Karpathy and so many others are struggling to extrapolate the implications of what just happened.
So is Wall Street.
The Democratization of Programming
High-quality software stocks have been absolutely punished in the last year, despite having incredible financial metrics.
Takes Salesforce (CRM), for example.
1-Year Chart of Salesforce (CRM)
Salesforce has an incredible moat, fantastic pricing power, and is very sticky for companies that use its software.
Its software is customized for each organization, making it painful, complex, expensive, and time-consuming to switch providers.
And yet, in the last year, the stock has fallen more than 40% and is trading at just 3.96 times its fiscal year 2027 (ending January 31, 2027).
Its EV/EBITDA multiple for the same fiscal year is just 9.36.
Salesforce has never traded this cheaply, with the one exception of 2009 during the financial crisis.
This is a $182 billion company that will grow its sales at 11% this fiscal year, with nearly 81% gross margins. And it will generate $15.6 billion in free cash flow.
What's not to like?
But Wall Street can't figure out where the value will accrue in a world of agentic AI.
Those companies that house valuable data for a company's operations and employ agentic AI aggressively to improve their operations and utility for their customers will maintain relevance.
Those who lack access to vital data and only offer vertical software solutions will suffer.
AI companies that provide an intelligent layer of software capable of seamlessly carrying out complex tasks across multiple software platforms and computing systems will accrue value quickly.
The return on investment for these agentic solutions is immediate, and the agentic AI is capable of performing tasks that no human or team of humans can perform.
Making this shift even more remarkable is that the cost of this intelligent software is a tiny fraction of that of a human programmer.
The cost to use this technology per month is cheaper than the cost of a few hours of an expert human programmer.
We're witnessing the democratization of programming and computational tasks, and the deflationary effects on software pricing.

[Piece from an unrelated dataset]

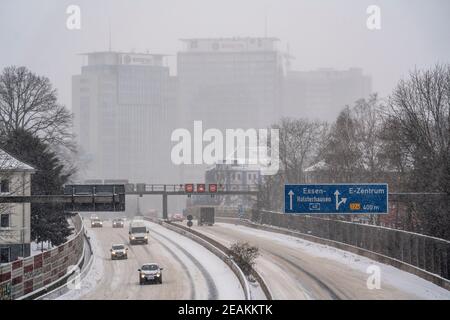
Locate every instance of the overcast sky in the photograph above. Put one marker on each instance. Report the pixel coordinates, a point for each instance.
(326, 33)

Our computing systems are going to do a whole lot more for a whole lot less.
And the software industry is going to have to adapt.
And this isn't anywhere near the endpoint…
xAI's Grok 4.2, which has already shown early indications of crushing leading benchmarks for agentic capabilities and even financial prediction markets, has yet to be released publicly. Its release is imminent.
It's showing every indication that it will be significantly more capable than GPT 5.2 or Opus 4.5.
And we can't forget that these powerful agentic models will quickly morph into artificial general intelligence later this year.